Kathmandu, September 5
The newly passed Codification of Criminal Case Procedures Bill provisions that accused can get waiver of punishment by up to 50 per cent if they confess to their crimes and help detectives in their investigation.
All provisions of the bill, barring one, will come into force from August 17 after it is approved by the president. Section 192 of the bill will come into force from the
date of publication in the Nepal gazette. The Parliament Secretariat is yet to send the bill to the president for her consent. The bill incorporates provision of plea bargain — a theory widely used in the American criminal justice system — as a general rule for the first time in Nepal’s criminal justice system.
According to the bill’s provisions, accused can get a punishment waiver of up to 25 per cent if they confess to their crimes, and up to 50 per cent waiver if they confess to their crimes and also spill the beans on other offenders or the main offender or the organised group involved in the crime. Their punishment will also be reduced by half if they show detectives the place where the criminal conspiracy was hatched or give details of the vehicles and/or weapons used to commit a crime.
However, the bill adds that if an accused has already benefitted once from the provision, s/he will not qualify for plea bargain again.
Moreover, if the accused who enter a plea bargain change their statement in the court and do not assist the prosecutor their punishment waiver will be revoked.
Senior Advocate Rajitbhakta Pradhanang, who helped the government draft the criminal penal code bills, told THT that some elements of plea bargain were already there in anti-corruption and financial laws but this was the first time the plea bargain had become a general rule in Nepal.
He said detectives often offered plea bargain to the accused when faced with difficulties in collecting evidence against an accused or when investigation became expensive and time consuming.
“The objective of plea bargain is to complete investigation without spending much time and resources. This system also helps make investigation effective,” Pradhanang added.

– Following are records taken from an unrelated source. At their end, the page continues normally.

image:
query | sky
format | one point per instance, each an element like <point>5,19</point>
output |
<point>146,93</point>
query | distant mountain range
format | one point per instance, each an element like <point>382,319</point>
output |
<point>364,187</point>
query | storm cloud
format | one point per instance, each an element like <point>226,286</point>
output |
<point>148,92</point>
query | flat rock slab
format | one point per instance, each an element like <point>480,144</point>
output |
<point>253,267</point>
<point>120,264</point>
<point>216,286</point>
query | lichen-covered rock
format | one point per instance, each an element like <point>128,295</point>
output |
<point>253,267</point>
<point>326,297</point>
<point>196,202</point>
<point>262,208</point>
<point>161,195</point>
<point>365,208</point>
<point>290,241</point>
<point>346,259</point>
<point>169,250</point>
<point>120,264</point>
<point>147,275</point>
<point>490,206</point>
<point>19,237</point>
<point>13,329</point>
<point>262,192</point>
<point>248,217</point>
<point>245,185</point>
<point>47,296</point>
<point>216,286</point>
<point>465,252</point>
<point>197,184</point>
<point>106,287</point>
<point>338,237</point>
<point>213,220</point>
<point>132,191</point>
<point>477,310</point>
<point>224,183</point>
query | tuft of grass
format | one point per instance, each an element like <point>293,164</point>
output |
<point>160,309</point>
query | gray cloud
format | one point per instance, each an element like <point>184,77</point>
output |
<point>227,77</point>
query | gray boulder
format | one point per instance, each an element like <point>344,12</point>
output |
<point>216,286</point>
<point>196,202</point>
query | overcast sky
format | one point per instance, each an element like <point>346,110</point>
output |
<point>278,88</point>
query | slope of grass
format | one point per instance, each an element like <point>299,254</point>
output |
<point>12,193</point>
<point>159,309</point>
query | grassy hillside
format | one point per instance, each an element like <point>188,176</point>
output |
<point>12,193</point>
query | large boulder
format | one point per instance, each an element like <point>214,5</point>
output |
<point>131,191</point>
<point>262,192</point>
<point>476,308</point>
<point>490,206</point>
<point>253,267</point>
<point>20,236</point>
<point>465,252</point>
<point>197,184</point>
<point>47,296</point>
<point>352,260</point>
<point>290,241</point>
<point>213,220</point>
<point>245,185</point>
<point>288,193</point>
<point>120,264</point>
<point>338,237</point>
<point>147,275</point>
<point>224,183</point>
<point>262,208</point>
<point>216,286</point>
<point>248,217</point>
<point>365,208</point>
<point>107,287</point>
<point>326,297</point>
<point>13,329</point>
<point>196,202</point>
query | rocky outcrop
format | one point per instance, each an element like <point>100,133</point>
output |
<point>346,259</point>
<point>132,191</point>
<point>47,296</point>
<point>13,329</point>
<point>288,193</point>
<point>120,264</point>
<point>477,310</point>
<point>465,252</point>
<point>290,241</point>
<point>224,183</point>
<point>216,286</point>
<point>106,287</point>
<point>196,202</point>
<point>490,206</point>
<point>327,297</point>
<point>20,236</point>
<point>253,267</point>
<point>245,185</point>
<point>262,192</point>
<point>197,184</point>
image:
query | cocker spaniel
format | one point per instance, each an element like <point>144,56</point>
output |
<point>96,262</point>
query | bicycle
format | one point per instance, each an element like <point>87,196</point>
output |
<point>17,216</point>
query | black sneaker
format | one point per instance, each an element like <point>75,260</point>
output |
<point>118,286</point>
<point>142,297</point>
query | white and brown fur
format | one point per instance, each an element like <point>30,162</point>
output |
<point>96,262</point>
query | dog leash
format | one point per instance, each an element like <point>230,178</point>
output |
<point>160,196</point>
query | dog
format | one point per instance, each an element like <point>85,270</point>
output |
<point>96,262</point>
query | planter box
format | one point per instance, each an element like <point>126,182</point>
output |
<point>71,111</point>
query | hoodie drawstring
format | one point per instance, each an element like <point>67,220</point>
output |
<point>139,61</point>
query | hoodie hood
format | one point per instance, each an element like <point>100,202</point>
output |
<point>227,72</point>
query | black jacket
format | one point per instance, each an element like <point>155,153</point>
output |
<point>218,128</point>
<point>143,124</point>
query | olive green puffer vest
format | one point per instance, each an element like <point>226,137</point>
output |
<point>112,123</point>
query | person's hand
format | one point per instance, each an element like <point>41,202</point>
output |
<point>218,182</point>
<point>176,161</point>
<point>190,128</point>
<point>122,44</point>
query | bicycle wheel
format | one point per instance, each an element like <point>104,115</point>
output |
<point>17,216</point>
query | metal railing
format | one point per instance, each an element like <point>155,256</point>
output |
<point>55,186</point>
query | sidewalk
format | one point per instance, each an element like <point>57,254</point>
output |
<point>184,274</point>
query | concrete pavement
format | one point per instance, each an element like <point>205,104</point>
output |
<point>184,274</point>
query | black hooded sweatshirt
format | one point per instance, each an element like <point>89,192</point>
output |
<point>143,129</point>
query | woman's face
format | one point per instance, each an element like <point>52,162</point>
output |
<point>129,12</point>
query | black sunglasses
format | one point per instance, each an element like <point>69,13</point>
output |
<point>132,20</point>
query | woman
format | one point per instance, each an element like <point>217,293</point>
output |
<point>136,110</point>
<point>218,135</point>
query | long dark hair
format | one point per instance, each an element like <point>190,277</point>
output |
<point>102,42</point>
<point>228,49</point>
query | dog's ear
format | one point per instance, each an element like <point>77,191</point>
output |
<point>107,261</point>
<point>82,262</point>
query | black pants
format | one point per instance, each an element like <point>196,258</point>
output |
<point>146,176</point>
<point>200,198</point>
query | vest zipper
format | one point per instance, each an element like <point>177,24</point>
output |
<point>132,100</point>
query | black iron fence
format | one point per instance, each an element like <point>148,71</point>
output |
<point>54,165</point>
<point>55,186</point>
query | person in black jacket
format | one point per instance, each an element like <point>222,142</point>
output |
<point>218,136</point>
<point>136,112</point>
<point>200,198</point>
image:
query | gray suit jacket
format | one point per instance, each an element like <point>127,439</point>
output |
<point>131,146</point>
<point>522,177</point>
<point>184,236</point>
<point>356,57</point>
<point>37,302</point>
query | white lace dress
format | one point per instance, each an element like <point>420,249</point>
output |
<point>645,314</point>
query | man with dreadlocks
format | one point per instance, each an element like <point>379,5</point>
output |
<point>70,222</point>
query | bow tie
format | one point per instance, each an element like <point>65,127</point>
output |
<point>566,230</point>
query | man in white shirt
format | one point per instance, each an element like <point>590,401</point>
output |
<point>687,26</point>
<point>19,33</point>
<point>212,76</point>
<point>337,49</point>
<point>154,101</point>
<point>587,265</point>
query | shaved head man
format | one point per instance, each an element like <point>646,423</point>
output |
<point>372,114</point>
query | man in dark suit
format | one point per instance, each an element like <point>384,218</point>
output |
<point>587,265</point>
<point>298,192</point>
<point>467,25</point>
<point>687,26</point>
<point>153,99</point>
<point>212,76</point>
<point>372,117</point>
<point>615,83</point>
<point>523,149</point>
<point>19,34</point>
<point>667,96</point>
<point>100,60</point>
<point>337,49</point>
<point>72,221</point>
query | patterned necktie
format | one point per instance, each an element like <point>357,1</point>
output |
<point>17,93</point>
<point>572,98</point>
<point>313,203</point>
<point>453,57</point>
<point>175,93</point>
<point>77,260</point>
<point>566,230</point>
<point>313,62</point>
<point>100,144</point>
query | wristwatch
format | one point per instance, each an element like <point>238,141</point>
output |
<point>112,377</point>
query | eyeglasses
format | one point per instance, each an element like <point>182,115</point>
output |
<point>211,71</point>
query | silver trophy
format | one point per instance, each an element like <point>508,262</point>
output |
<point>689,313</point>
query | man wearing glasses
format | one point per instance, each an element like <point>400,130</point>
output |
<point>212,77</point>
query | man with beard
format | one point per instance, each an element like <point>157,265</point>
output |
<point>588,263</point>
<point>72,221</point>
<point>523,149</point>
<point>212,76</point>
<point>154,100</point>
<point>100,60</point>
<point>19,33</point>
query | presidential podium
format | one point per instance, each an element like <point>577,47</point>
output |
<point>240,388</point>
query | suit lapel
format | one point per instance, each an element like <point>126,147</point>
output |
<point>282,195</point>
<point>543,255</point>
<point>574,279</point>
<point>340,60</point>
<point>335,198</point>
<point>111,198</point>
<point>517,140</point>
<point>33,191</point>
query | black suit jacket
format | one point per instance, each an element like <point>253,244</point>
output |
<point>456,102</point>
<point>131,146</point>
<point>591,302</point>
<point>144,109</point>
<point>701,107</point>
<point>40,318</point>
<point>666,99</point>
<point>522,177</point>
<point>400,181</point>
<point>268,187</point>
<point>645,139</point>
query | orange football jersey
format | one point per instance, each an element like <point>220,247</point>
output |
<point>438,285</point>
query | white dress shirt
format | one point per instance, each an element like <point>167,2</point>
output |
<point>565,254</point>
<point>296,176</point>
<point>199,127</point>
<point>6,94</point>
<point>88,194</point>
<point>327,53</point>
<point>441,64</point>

Pradhanang said the anti-corruption law of Nepal gave prosecutors the power to treat an accused as a government witness if s/he assisted in the investigation. “But this type of plea bargain has caused miscarriage of justice, as detectives give benefit to wrong persons and deny the benefit to the person who truly deserves it,” he said.
Chair of Nepal Law Commission Madhav Paudel pointed out the flip side of the provision: “An accused who speaks truth about the involvement of other co-accused can face retaliatory attacks. The accused’s family can also face such a risk,” he added.